As for China, it would never be a good time to rattle Peking's cage and a monitoring organisation paid by the EU is hardly highly motivated to pick on EU-funded fishing vessels. Few such events could be more embarrassing, especially when the taxpayers of EU member states between 2007 to 2013 subsidised these third country raids to the tune of nearly €4.3 billion. An "independent" NGO could not then possibly find that some EU members states were amongst the worst offenders, as they have traditionally been. 

With EU investigators currently in the country - ready to advise Brussels on whether to go ahead with the ban - the Korean national press is thus asking pointed questions about a trade to the EU that was worth $100 billion last year, and the real agenda driving EU actions.

Moon Hae-nam, deputy minister for marine policy in the Ministry of Oceans and Fisheries, is recorded making diplomatic noises about being a "responsible fishing nation", but notes that being designated an IUU fishing country "is not only an issue for the maritime industry but an issue for Korea's national status". And this is a country where the important of "face" is beyond measurement.

By the end of this month, though, industry observers expect that the EU will have completed its "careful deliberation and objective investigation" and do what it set out to do in the first place – ban S. Korean fishing products.

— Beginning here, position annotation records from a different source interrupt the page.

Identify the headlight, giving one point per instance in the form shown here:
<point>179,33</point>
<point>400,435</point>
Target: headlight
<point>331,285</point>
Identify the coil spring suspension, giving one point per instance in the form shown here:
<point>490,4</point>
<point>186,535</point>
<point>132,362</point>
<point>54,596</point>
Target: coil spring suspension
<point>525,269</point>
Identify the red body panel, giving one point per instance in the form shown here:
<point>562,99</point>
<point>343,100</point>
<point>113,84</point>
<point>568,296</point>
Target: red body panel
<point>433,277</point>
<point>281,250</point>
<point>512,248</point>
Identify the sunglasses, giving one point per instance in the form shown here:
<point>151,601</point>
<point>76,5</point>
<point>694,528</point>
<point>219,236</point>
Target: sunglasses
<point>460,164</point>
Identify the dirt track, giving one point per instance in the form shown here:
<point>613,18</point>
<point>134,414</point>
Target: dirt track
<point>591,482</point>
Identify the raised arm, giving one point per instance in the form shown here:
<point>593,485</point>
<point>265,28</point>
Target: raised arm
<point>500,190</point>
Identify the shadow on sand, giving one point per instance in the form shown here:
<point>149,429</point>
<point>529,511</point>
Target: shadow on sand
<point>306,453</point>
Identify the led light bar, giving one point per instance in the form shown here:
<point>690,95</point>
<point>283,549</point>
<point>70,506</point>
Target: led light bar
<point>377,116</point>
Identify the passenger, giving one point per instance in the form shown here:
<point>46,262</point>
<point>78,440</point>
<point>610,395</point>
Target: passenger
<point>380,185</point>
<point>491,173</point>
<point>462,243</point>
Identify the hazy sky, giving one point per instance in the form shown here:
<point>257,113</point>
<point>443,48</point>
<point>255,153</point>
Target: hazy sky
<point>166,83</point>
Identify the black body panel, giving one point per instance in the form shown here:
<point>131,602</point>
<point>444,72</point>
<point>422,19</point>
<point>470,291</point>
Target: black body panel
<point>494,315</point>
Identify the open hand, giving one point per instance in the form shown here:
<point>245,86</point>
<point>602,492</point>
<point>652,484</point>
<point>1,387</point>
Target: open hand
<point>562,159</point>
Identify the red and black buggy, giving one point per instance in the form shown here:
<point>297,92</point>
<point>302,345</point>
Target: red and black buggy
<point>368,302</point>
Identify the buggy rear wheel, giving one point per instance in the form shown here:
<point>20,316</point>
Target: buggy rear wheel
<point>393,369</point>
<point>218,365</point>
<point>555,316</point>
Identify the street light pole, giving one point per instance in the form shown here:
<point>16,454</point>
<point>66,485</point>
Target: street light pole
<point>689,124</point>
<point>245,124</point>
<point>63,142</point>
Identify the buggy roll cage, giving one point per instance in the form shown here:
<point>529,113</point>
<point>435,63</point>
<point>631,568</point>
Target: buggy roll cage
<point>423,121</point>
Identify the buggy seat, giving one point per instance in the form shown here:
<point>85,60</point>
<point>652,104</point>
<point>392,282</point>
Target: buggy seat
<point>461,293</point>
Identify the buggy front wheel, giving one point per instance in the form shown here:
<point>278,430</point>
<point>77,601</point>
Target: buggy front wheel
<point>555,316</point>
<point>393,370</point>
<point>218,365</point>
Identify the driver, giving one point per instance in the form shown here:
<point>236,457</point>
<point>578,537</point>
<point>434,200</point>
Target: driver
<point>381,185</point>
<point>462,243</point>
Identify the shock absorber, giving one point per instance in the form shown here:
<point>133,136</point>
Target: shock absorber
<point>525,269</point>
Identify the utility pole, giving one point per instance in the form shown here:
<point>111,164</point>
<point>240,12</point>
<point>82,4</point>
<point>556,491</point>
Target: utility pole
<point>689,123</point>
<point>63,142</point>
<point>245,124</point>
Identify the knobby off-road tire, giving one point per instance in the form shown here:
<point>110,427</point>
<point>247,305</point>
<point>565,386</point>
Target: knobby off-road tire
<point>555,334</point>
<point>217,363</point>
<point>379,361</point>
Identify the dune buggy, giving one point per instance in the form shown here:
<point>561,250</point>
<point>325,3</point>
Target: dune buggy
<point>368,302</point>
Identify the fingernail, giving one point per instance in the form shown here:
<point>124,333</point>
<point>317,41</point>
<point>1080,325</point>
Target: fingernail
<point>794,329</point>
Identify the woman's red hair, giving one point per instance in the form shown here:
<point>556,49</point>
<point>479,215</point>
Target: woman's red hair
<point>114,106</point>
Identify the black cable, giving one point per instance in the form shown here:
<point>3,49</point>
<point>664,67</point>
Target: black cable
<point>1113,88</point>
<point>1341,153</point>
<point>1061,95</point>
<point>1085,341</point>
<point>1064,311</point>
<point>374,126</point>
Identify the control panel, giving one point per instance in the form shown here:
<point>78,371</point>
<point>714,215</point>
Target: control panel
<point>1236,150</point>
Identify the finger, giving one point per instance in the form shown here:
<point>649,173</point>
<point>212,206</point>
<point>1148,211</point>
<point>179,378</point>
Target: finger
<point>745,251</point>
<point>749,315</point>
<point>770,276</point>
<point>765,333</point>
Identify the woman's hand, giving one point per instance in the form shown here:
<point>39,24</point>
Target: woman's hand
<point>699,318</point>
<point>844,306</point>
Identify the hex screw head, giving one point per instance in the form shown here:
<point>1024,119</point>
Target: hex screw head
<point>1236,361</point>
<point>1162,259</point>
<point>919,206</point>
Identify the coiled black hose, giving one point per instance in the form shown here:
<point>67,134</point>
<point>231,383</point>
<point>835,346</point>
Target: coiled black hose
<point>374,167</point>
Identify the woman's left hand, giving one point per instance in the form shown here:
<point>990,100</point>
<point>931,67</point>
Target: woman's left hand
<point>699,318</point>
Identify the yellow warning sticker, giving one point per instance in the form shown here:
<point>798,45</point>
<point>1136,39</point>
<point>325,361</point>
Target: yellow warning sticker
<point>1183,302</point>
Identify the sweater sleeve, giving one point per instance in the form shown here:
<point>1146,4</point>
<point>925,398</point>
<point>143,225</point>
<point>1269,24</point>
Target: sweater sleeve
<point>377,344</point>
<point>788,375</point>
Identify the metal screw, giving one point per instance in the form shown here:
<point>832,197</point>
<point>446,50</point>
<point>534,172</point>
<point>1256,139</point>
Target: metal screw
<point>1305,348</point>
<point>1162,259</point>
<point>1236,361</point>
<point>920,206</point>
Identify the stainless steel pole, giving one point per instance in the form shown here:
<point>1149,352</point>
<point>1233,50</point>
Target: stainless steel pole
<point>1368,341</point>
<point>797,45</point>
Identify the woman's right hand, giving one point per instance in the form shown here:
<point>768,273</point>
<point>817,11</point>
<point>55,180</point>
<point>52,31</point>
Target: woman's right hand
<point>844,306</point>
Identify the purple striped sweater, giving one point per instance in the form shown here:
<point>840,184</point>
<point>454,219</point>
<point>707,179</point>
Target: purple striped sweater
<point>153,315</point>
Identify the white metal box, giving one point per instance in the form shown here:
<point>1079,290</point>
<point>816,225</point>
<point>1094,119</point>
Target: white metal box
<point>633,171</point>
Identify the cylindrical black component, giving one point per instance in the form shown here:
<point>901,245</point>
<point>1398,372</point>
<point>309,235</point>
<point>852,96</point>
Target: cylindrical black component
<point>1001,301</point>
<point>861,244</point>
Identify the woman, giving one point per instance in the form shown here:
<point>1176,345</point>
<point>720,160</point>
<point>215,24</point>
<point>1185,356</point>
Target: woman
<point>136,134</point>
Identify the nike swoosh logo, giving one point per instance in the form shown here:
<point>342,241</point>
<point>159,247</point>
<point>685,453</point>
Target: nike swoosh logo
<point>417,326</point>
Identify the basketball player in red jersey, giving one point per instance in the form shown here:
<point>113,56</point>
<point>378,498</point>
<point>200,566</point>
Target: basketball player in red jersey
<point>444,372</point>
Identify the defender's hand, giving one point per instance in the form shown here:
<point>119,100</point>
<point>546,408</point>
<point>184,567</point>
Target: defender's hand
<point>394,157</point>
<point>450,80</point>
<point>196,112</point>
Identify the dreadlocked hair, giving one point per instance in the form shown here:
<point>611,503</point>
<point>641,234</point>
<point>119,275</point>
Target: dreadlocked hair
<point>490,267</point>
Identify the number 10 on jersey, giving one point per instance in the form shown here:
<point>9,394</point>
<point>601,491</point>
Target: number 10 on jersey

The Commission needs a notch on its gun, and Korea fits the profile. This type of EU response has, after all, been seen before. 

When Guinea was "yellow carded" last year, it bent over backwards to meet every demand made by the EU. But it still became an IUU country in March 2014. The expectations are that the decision regarding Korea has already been made, with the added advantage of removing competition and leaving more for the EU boats.

The final irony though is that the Environmental Justice Foundation set up offices in Sierra Leon to execute its rather selective surveillance contract. But, in supporting its paymasters, it seems, it has not entirely inspired the confidence of the Sierra Leonian government. Sources say that EJF representatives will not have their visas renewed and are about to be asked to leave the country. The EU will have to look elsewhere for the next notch on its gun.